Photoacoustic Flowmetry

Research Theme: Health
FURI: Fall 2018

Locating circulating tumor cells (CTCs) is crucial as they yield prognosis information for ovarian cancer. Current methods used to diagnose ovarian cancer include documenting CA-125 concentrations and transvaginal ultrasounds. It is difficult to find and differentiate between CTCs and other cells already circulating through blood. This study will discuss the use of photoacoustic flowmetry (PAF) to locate CTCs that have been coated with CuS nanoparticles circulating through a designed flow system.
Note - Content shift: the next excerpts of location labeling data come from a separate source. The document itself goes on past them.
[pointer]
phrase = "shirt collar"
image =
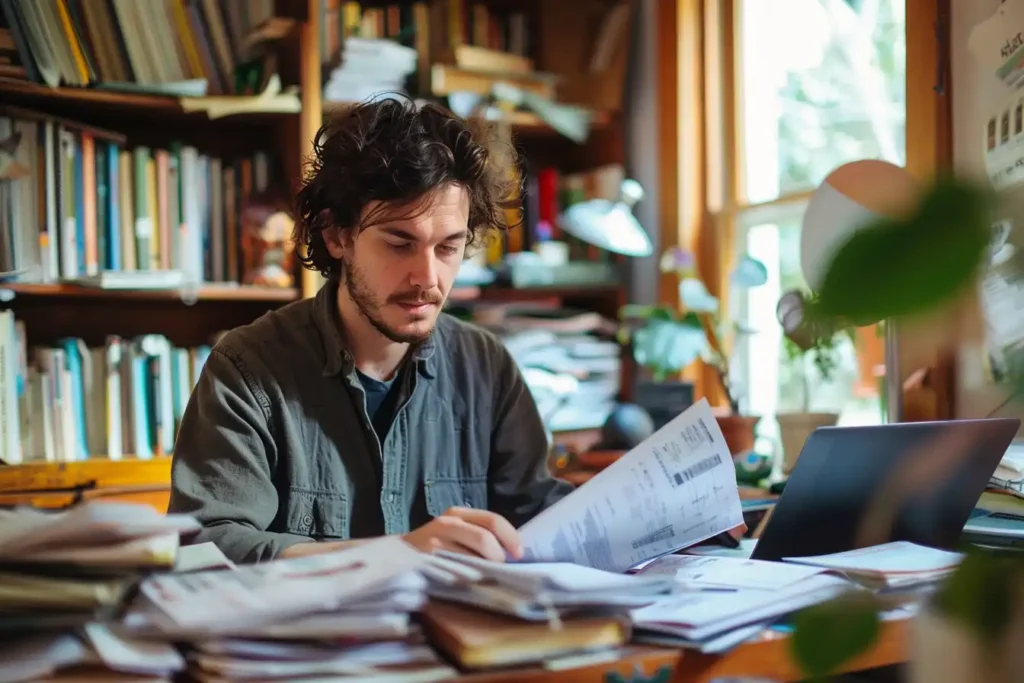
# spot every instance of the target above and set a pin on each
(336, 355)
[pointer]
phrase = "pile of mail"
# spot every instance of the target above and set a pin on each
(64, 574)
(724, 601)
(547, 591)
(340, 614)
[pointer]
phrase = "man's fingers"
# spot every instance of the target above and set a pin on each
(477, 540)
(500, 527)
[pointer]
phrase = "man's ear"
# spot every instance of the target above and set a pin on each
(334, 240)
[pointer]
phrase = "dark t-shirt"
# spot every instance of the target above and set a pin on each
(381, 398)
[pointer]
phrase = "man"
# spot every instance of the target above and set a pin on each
(365, 411)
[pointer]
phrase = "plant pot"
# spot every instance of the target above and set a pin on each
(944, 651)
(795, 428)
(738, 432)
(664, 400)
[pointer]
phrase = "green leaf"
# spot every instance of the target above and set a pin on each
(982, 593)
(828, 635)
(901, 267)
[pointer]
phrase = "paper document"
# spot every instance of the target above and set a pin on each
(698, 614)
(258, 594)
(896, 557)
(676, 488)
(696, 571)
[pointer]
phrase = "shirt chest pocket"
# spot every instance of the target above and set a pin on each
(317, 513)
(456, 493)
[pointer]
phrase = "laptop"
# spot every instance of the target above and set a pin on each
(841, 468)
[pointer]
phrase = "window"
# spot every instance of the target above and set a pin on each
(817, 83)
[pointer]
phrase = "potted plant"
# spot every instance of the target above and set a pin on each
(666, 340)
(810, 366)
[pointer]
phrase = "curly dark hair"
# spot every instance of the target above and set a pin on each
(395, 152)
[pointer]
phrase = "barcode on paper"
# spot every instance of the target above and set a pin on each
(704, 428)
(663, 534)
(693, 471)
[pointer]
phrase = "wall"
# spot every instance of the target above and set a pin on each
(973, 89)
(640, 118)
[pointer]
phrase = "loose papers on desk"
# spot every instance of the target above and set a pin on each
(891, 565)
(546, 591)
(338, 615)
(706, 619)
(67, 574)
(1009, 476)
(729, 572)
(676, 488)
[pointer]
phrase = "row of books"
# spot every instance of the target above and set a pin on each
(185, 47)
(80, 202)
(547, 193)
(432, 28)
(70, 402)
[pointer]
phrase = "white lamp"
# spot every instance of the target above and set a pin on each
(610, 225)
(852, 197)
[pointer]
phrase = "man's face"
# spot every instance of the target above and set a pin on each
(399, 269)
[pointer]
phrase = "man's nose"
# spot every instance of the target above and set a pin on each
(424, 272)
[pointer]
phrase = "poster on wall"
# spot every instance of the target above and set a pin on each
(1005, 143)
(997, 45)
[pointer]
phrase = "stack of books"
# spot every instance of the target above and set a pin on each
(484, 614)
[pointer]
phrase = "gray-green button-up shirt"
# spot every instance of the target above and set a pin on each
(275, 446)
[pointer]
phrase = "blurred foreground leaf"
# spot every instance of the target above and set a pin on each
(908, 266)
(828, 635)
(983, 593)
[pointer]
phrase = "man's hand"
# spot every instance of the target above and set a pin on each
(470, 531)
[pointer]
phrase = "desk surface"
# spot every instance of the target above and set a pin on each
(767, 656)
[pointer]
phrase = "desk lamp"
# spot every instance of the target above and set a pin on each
(853, 196)
(610, 224)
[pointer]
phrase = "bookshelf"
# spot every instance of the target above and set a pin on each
(55, 310)
(255, 133)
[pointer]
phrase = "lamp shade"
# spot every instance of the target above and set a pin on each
(610, 225)
(852, 197)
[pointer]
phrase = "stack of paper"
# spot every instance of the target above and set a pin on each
(338, 614)
(62, 568)
(369, 67)
(1009, 476)
(892, 565)
(541, 591)
(713, 617)
(62, 574)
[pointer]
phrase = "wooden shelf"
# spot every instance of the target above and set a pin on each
(532, 293)
(56, 485)
(97, 472)
(55, 311)
(210, 293)
(90, 102)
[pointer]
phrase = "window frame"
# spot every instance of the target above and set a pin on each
(701, 194)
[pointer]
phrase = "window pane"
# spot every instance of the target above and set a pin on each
(822, 82)
(774, 382)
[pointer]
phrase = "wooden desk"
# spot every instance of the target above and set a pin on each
(766, 657)
(58, 484)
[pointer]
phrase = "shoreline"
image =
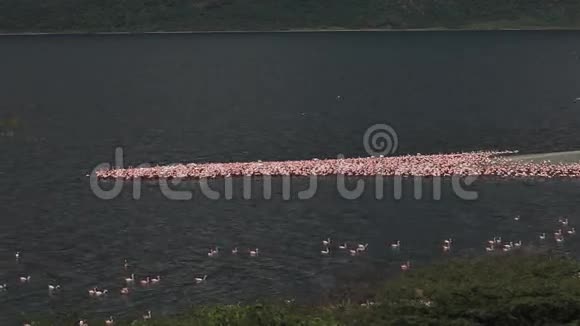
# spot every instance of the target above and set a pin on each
(292, 30)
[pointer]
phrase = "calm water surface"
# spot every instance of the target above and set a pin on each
(242, 97)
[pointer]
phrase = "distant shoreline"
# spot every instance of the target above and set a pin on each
(305, 30)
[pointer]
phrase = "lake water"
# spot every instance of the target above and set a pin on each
(241, 97)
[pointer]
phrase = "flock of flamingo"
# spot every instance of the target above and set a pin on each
(490, 163)
(328, 245)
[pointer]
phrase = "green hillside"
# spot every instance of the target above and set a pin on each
(202, 15)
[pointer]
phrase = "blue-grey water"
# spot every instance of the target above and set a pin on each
(69, 101)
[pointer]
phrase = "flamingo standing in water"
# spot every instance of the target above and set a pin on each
(130, 279)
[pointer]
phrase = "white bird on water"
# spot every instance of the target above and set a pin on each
(543, 236)
(130, 279)
(53, 287)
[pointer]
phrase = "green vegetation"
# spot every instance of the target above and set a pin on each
(494, 290)
(203, 15)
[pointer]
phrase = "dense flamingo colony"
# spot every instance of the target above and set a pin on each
(485, 163)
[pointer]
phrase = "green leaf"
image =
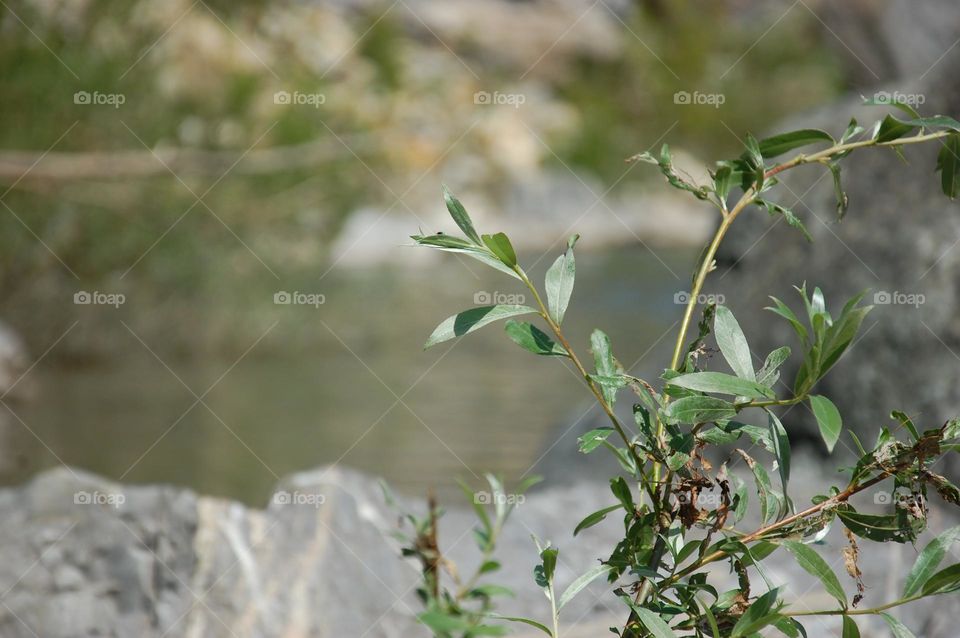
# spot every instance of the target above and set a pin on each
(723, 181)
(721, 383)
(650, 619)
(792, 220)
(665, 163)
(733, 344)
(595, 518)
(850, 629)
(757, 616)
(853, 130)
(814, 565)
(543, 573)
(828, 418)
(879, 528)
(559, 283)
(785, 142)
(530, 338)
(769, 499)
(700, 409)
(841, 333)
(938, 121)
(898, 628)
(606, 367)
(589, 441)
(500, 246)
(892, 129)
(768, 375)
(928, 561)
(843, 200)
(948, 163)
(525, 621)
(884, 98)
(784, 311)
(944, 581)
(781, 449)
(906, 422)
(460, 216)
(580, 583)
(451, 244)
(473, 319)
(622, 491)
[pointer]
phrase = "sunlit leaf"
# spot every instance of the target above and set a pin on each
(814, 565)
(460, 216)
(473, 319)
(828, 419)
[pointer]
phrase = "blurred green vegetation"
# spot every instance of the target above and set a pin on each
(203, 78)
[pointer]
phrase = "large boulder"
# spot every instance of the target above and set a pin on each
(900, 239)
(81, 556)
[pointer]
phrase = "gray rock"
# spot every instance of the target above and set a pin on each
(900, 238)
(80, 556)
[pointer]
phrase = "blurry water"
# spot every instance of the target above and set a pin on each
(349, 382)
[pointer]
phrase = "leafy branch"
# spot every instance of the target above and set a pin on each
(657, 568)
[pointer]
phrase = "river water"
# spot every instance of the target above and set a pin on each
(348, 382)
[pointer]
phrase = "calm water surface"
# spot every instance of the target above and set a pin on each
(348, 382)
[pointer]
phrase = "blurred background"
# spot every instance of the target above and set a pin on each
(206, 205)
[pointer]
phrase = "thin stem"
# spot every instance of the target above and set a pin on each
(763, 531)
(856, 612)
(555, 328)
(727, 219)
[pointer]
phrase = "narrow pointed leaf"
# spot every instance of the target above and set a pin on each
(733, 344)
(943, 582)
(785, 142)
(720, 383)
(700, 409)
(525, 621)
(769, 499)
(828, 418)
(559, 283)
(500, 246)
(814, 565)
(850, 629)
(948, 163)
(606, 367)
(530, 338)
(892, 129)
(768, 375)
(473, 319)
(759, 615)
(781, 449)
(460, 216)
(595, 517)
(580, 583)
(928, 561)
(897, 628)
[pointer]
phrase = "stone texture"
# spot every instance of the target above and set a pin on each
(901, 235)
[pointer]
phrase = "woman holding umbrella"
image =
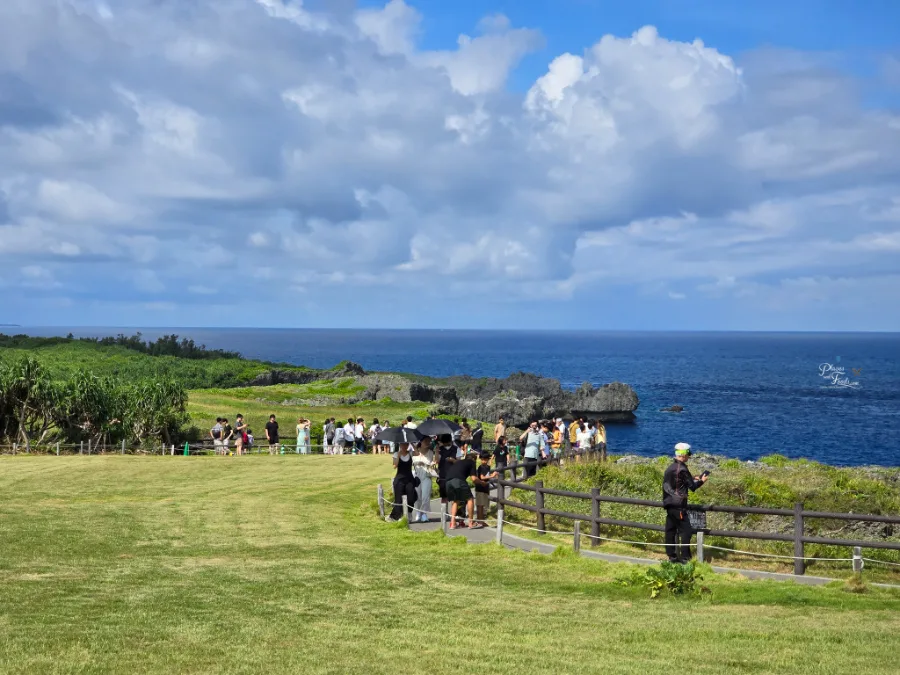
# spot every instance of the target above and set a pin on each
(423, 461)
(405, 479)
(404, 484)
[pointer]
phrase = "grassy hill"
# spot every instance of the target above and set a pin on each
(214, 385)
(64, 358)
(280, 565)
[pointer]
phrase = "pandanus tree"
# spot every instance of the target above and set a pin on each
(28, 399)
(35, 409)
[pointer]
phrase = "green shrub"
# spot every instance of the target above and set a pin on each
(777, 461)
(668, 578)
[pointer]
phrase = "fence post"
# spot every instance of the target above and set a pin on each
(539, 502)
(799, 562)
(501, 495)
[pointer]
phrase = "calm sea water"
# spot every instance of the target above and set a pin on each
(744, 394)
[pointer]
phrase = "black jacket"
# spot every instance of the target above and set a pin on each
(677, 480)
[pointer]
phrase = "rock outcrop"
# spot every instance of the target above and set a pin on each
(519, 398)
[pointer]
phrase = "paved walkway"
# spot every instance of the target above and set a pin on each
(510, 541)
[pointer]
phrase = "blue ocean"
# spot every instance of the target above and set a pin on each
(832, 397)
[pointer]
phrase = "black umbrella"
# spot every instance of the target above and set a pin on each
(399, 435)
(438, 427)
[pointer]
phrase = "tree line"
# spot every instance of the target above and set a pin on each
(36, 408)
(167, 345)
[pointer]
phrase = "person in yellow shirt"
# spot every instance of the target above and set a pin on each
(600, 440)
(556, 442)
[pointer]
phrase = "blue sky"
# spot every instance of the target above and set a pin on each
(575, 163)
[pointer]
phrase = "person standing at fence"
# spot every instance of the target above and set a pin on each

The hypothesis is that the CuS nanoparticles will bind to the CTCs using folic acid due to the folic acid receptors on CTCs.

Photoacoustic Flow Cytometry

Research Theme: Health
FURI: Spring 2018

The objective of this research is to detect the presence of circulating tumor cells (CTCs) in a custom designed flow system. Determining the location of CTCs is crucial, as they indicate the presence of cancer and can provide diagnostically relevant information, such as the stage of cancer development. It is difficult to detect CTCs in blood, so to aid in their detection, copper-sulfide nanoparticles are functionalized to bind specifically to ovarian cancer CTCs. The nanoparticles act as a photoacoustic contrast agent, allowing for the detection of CTCs through photoacoustic flowmetry (PAF) in a custom designed flow system.